Here are some quick rules to follow and common pitfalls to avoid in the key areas of consideration.
Your current storage capacity requirements are probably the easiest thing to determine. Look at the disk space used by all of your servers, add that up, and voilà -- you have a number. But of course, it's not that simple. There are three core factors to consider that can cause your storage estimate to be inaccurate.
The third major capacity factor to consider is any planned usage of snapshots in the storage environment. Various storage vendors have implemented dramatically different snapshot technologies, so this is something you will need to revisit as you consider specific products. The amount of space that snapshots will use is typically related to the rate of data change on your storage volumes. Note that this not the same as data growth -- data can and does frequently change without growing. Databases and e-mail servers are great examples of this type of turnover. A quick rule of thumb is to set aside between 50 and 100 percent of the actual size of your data for snapshots. How often you want to take snapshots, how long you want to keep them, the specific snapshot technology in use, and your data change rate will significantly affect this calculation.
Judging the amount of performance that your disk architecture will need requires a good understanding of the various metrics used to judge disk performance. This topic can become extremely complex the deeper you delve into it, but there are some general rules that will usually allow you to make an accurate estimate of your needs.
Before you begin to consider the storage performance needs of your applications, the first thing you can do is to forget how important they are. That may sound ridiculous, but I have seen time and time again that organizations will unconsciously assume that because an application is "important," it requires more performance. Or, worse, because an application is "unimportant," they assume it will require less.
In the first case, you risk buying disk resources that you don't need. In the second case, you may end up with a poorly performing application. Important or not, nobody likes either of these situations. An application's relative importance within your organization may lead you to increase the amount of performance headroom you leave it to ensure you have room for unexpected demand spikes, but it shouldn't influence your initial analysis.
While it's certainly important to ensure that your chosen storage platform can meet these needs, focusing only upon maximum data throughput misses one of the most critical aspects of disk performance.
"Transactional throughput" refers to the total number of small, randomized disk transactions that your disk architecture can carry out in a given amount of time and is usually reflected in I/O per second (IOPS). In short, transactional performance is what will generally make or break your storage environment, not how much raw data you can move.
Most critical applications are based on structured data systems such as databases. These types of systems generally produce a significant amount of very small data transactions that are very rarely sequential. As such, your storage system's memory-based cache is not likely to be particularly effective, nor will you be using the bandwidth available in your storage interconnect to a great degree. The key factor in providing transactional throughput is the number and type of disks you have in your storage system. In these cases, the amount of time that it takes a drive head to seek data on one part of a disk platter and then skip over to the other side and get another piece makes a much larger difference than whether you have 4Gbps or 8Gbps FibreChannel. This type of load is why 15,000-rpm serial-attached disks and solid-state drives (SSDs) exist.

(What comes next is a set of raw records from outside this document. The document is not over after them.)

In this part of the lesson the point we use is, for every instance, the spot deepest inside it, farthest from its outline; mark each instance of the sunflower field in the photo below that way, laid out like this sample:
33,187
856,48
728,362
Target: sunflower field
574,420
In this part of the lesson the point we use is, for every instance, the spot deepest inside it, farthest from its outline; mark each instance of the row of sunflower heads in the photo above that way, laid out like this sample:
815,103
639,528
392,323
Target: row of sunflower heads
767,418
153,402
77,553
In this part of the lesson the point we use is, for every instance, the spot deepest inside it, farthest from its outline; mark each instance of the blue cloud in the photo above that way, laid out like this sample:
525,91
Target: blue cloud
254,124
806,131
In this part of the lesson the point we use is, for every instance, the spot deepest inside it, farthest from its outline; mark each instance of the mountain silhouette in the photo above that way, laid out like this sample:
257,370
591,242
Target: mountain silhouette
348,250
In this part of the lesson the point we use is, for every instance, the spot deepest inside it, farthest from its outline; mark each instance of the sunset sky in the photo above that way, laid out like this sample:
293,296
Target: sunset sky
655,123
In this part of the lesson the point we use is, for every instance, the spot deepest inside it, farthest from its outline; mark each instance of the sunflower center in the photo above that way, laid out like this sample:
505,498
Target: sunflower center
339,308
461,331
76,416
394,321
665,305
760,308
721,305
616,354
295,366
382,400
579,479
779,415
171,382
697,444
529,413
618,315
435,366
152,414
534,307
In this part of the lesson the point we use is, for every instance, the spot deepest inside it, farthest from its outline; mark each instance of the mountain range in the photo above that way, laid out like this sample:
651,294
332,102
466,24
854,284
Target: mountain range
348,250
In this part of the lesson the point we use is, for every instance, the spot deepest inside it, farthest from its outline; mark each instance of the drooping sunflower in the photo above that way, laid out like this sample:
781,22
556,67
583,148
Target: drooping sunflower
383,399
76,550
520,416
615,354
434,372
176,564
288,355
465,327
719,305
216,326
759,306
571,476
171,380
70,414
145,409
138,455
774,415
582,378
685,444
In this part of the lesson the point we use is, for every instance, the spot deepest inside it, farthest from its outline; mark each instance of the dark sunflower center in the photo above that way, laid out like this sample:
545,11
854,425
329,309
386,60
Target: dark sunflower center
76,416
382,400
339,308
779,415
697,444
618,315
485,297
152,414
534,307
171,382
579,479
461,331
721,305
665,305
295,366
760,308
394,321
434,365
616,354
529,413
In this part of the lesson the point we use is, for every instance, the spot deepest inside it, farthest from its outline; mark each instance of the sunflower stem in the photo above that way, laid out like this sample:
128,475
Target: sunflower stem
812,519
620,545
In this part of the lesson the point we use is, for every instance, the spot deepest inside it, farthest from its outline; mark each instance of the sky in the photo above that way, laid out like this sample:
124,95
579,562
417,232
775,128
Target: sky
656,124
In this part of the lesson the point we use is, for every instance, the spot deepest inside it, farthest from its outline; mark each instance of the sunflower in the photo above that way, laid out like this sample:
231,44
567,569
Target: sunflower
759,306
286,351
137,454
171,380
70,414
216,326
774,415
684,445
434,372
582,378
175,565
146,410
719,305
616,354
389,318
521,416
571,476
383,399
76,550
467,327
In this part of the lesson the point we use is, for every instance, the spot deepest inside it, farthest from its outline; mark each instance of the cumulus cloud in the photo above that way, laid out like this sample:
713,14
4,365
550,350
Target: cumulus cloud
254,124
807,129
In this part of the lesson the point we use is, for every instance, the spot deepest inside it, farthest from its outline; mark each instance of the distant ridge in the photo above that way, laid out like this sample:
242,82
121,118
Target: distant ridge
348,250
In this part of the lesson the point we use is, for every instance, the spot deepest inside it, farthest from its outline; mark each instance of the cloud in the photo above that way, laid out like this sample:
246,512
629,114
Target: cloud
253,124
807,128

Because of this, it's absolutely critical to monitor the transactional disk load your applications exert on their storage. Make sure you perform the monitoring for long enough such that you see the spikes generated by transient events such as month-end processing and backups. These are the events that will really push your storage platform and will often define whether its implementation has been a success.
If you have never done this kind of monitoring in your environment before, there's a good chance that your conceptions of an app's importance will not match the amount of resources they consume. I'd need a few more hands to count the number of times that I've seen an e-mail server generate as much or more transactional disk load than a critical line-of-business application.